Depressão e demônio.

DEPRESSÃO E DEMÔNIO  (7 de julho de 2018).

Julgo deprimente que um deputado federal e pastor (Marco Feliciano, conhecido cabeça de seita evangélica) indague ao público, em inquérito eletrônico, se a depressão é doença ou possessão demoníaca. Tal pergunta (se for sincera) revela o estado de ignorância de quem a formula; se não for sincera (possivelmente não o é) suspeito de que ela contém muitas segundas intenções, partindo de quem parte, ou seja, de pastor.

Em primeiro lugar, inexiste demônio. Manifesta credulidade quem acredita em que existe um ser maligno chamado de Diabo, Satanás, Demônio, vulgo “encosto”.

Em segundo lugar, depressão é estado de espírito ou, no limite, doença (o que interessa aqui é a depressão como doença). É doença orgânica que, por metáfora, (alguns) chamam de “da alma”. Não existe alma no sentido religioso, sobrenatural; alma significa, laicamente, a psiquê, cujos distúrbios pertencem ao foro psiquiátrico ou psicológico e tratam-se com atendimento médico. Médico e não pastoral, religioso, sobrenatural.

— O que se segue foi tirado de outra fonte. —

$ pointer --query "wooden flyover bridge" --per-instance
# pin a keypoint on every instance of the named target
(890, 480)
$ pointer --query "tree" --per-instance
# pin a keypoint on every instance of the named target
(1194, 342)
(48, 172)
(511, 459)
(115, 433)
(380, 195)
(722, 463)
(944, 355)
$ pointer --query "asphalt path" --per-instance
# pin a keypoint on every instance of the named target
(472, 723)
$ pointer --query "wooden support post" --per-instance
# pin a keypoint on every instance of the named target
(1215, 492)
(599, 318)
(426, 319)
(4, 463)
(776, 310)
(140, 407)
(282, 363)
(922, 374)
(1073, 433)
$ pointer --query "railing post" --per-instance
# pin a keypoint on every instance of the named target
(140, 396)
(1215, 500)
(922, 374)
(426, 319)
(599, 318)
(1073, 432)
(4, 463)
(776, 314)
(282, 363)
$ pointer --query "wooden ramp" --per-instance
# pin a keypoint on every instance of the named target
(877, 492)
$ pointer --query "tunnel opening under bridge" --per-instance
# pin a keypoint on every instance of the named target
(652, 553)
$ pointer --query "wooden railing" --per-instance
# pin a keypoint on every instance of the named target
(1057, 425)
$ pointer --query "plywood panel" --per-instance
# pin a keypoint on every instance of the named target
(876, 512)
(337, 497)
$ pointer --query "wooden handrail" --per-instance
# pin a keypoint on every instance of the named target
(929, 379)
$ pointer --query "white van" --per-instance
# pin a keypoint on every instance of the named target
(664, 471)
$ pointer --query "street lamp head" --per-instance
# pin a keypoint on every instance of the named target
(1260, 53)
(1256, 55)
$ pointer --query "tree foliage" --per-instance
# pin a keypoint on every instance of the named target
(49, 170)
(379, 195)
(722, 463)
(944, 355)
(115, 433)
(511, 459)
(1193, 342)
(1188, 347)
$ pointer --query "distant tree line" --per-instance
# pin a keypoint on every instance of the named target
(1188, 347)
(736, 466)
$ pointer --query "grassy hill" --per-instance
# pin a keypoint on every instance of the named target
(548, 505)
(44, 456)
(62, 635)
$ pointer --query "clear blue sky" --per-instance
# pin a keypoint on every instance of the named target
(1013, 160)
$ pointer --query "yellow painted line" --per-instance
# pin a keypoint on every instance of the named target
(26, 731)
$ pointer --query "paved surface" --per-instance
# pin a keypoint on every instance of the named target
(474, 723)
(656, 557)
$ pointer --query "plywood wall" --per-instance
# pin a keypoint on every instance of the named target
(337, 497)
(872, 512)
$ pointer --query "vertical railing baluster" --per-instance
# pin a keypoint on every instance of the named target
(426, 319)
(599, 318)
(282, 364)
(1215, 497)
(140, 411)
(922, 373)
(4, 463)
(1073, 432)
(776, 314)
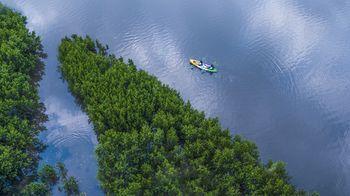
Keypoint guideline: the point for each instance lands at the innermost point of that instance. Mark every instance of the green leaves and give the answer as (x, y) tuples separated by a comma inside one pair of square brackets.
[(151, 142), (21, 113)]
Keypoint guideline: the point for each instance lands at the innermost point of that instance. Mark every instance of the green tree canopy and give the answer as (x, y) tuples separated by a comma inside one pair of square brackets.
[(151, 142), (21, 113)]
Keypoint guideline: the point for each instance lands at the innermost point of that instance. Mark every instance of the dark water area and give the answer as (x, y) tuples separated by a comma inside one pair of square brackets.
[(283, 80)]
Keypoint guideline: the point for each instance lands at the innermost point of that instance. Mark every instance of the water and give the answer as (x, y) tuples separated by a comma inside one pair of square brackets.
[(283, 78)]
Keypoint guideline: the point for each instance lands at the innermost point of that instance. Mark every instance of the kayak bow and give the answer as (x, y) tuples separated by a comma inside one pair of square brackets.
[(203, 66)]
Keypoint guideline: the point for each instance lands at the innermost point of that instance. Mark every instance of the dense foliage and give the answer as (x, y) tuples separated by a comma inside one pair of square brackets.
[(21, 113), (151, 141)]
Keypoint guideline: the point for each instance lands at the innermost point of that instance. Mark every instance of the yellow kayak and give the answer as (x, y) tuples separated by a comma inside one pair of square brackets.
[(203, 66)]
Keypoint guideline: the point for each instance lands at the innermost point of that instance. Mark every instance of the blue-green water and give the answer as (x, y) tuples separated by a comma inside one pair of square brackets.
[(283, 81)]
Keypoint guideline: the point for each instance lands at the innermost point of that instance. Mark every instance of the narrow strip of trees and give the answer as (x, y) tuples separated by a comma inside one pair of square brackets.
[(21, 113), (151, 142)]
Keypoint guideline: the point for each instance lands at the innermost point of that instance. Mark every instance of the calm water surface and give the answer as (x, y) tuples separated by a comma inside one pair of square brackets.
[(283, 81)]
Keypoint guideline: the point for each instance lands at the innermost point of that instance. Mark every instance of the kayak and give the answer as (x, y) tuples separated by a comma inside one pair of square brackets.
[(203, 66)]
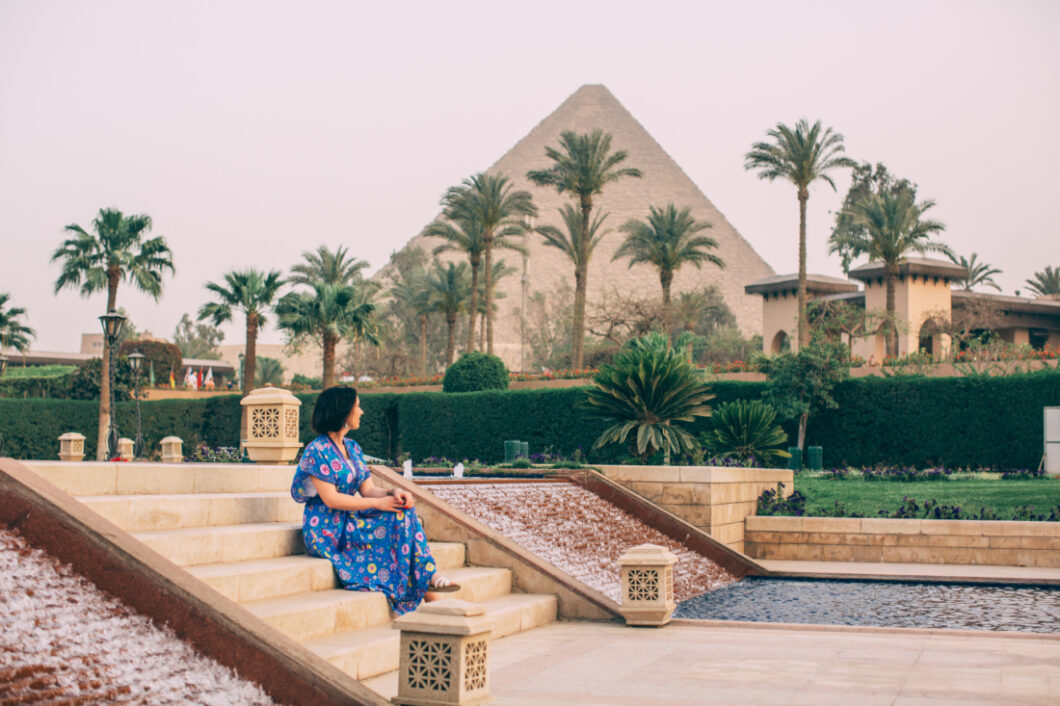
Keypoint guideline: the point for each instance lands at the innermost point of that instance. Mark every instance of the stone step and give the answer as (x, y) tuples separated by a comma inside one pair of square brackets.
[(226, 544), (274, 578), (136, 478), (318, 614), (136, 513), (371, 651)]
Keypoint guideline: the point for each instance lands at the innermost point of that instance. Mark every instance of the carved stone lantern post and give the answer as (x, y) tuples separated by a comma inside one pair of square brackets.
[(271, 425), (444, 654), (648, 585)]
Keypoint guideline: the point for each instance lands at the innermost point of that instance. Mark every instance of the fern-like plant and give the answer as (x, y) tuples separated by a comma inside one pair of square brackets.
[(645, 392), (746, 429)]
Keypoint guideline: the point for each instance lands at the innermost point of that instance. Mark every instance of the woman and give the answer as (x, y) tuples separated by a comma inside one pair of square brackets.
[(372, 536)]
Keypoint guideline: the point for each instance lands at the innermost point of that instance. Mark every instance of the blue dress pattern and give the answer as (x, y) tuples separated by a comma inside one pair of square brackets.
[(370, 549)]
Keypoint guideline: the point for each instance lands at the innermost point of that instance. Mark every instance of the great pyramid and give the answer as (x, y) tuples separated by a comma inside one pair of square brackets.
[(592, 107)]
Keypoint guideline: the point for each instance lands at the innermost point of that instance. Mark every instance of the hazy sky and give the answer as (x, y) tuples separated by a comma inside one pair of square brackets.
[(251, 131)]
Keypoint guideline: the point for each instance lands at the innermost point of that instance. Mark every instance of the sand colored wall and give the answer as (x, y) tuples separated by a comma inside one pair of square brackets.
[(714, 499), (904, 541)]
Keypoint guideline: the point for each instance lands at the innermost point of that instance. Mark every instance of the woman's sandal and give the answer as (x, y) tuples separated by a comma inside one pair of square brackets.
[(439, 584)]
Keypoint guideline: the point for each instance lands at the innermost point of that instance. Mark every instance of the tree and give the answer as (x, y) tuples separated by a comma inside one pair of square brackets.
[(491, 201), (800, 156), (646, 391), (197, 340), (582, 166), (329, 313), (891, 227), (1045, 282), (978, 274), (252, 293), (667, 240), (14, 333), (449, 295), (578, 245), (118, 250)]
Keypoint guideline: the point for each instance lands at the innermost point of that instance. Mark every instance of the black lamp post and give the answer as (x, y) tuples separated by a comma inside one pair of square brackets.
[(136, 359), (112, 322)]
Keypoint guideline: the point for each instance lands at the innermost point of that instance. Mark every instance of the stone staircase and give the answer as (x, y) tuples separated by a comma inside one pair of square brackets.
[(236, 529)]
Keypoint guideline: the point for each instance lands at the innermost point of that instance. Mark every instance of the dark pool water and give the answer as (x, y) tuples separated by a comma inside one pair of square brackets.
[(881, 603)]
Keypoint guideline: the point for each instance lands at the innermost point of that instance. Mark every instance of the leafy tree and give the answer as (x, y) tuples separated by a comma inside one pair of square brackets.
[(582, 166), (893, 228), (979, 274), (491, 201), (449, 296), (1045, 282), (118, 250), (14, 333), (329, 313), (800, 384), (746, 430), (197, 340), (667, 240), (800, 156), (646, 391), (578, 244), (252, 293)]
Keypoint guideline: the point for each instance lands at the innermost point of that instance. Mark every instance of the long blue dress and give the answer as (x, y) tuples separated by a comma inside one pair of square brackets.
[(370, 549)]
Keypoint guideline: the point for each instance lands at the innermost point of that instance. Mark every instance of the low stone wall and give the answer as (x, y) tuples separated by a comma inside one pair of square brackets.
[(714, 499), (904, 541)]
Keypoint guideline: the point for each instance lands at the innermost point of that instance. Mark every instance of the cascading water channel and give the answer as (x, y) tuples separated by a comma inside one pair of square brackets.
[(577, 531)]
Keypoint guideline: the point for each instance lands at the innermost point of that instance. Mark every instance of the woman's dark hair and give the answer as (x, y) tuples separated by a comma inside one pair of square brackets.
[(333, 408)]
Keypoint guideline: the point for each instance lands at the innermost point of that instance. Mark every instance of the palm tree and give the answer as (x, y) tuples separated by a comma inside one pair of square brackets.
[(331, 312), (14, 333), (490, 200), (582, 166), (978, 274), (449, 294), (578, 244), (252, 293), (118, 250), (800, 156), (893, 227), (668, 240), (1045, 282)]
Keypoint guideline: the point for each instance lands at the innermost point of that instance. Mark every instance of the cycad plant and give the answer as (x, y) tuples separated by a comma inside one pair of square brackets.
[(746, 430), (646, 391)]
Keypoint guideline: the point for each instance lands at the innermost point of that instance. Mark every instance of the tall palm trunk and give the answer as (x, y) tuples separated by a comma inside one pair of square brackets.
[(474, 303), (804, 329)]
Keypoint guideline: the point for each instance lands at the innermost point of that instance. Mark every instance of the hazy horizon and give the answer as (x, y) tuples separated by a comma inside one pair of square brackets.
[(251, 133)]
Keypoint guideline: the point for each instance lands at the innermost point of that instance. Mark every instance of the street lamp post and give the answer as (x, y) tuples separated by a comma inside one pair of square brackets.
[(112, 322), (136, 360)]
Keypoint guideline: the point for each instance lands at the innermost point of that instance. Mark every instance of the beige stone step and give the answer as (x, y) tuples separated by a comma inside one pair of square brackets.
[(285, 576), (233, 543), (137, 513), (372, 651)]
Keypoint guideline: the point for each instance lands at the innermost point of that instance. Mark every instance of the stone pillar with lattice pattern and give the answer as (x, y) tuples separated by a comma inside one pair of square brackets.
[(444, 654), (648, 585), (271, 425), (71, 446)]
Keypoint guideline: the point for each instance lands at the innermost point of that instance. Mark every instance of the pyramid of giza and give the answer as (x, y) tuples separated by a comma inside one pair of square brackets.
[(588, 108)]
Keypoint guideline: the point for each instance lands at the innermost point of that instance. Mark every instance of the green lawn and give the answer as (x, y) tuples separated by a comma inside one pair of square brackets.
[(868, 496)]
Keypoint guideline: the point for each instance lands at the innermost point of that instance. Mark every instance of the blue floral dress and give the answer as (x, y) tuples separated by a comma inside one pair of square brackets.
[(370, 549)]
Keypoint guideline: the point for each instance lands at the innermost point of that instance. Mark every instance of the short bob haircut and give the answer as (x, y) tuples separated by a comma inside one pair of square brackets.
[(333, 408)]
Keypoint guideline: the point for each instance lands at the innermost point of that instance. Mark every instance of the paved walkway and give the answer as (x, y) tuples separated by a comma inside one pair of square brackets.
[(958, 572), (582, 663)]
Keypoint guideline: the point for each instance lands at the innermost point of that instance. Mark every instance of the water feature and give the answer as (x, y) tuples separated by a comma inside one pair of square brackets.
[(882, 603), (577, 531)]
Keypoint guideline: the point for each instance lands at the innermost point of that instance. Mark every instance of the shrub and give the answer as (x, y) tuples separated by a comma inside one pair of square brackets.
[(474, 372)]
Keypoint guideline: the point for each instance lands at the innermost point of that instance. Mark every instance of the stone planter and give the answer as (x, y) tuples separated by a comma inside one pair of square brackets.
[(271, 425)]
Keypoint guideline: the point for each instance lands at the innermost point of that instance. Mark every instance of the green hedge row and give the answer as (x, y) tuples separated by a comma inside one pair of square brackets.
[(958, 422)]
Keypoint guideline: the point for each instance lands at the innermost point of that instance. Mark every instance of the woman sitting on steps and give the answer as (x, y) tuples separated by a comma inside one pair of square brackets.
[(372, 536)]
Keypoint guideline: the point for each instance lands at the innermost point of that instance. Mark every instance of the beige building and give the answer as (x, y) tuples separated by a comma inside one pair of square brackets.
[(924, 303)]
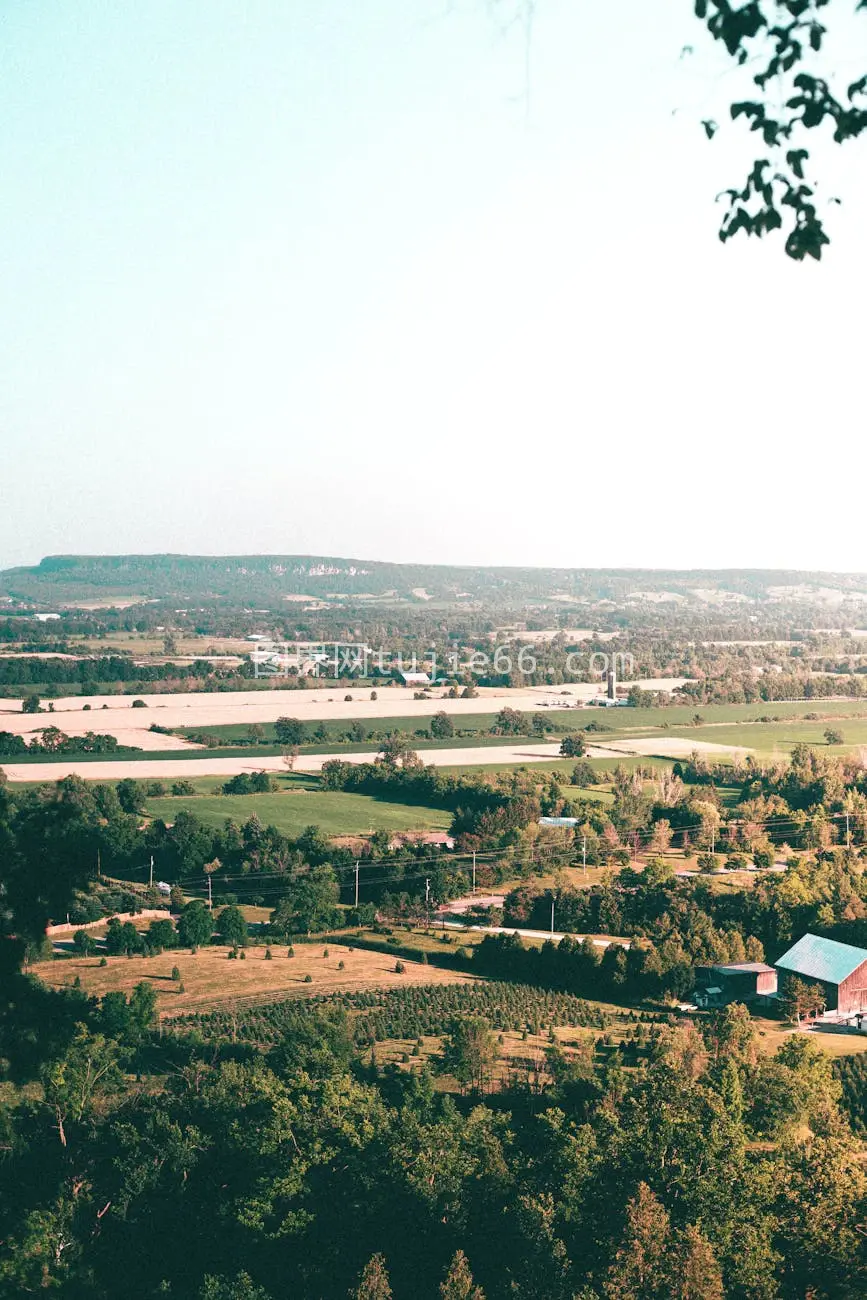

Dizer que “a ciência se limita ainda apenas ao palpável” é bastante ingênuo; aliás, é o discurso de legitimação das religiões, que afirmam o que carece de realidade, embora, para o fiel, possa fazer sentido.

Atenção à sutileza: a ciência averigua o real, o que factualmente existe; as religiões não se ocupam necessariamente do real, do que factualmente existe; elas usam entidades inexistentes (como o demônio) a que, no entanto, atribuem sentido para o fiel. Para o fiel faz sentido (se é que faz) atribuir-se a depressão ao tal de demônio, ainda que inexista demônio. A ciência nega a existência do demônio; o fiel crê-lhe na realidade.

Anos atrás, criou-se a “doença” da homossexualidade: as religiões ofereciam-lhe a “cura”. Os costumes modificaram-se, a homofobia diminuiu; persiste nos setores mais arcaicos da sociedade brasileira, cada vez menores.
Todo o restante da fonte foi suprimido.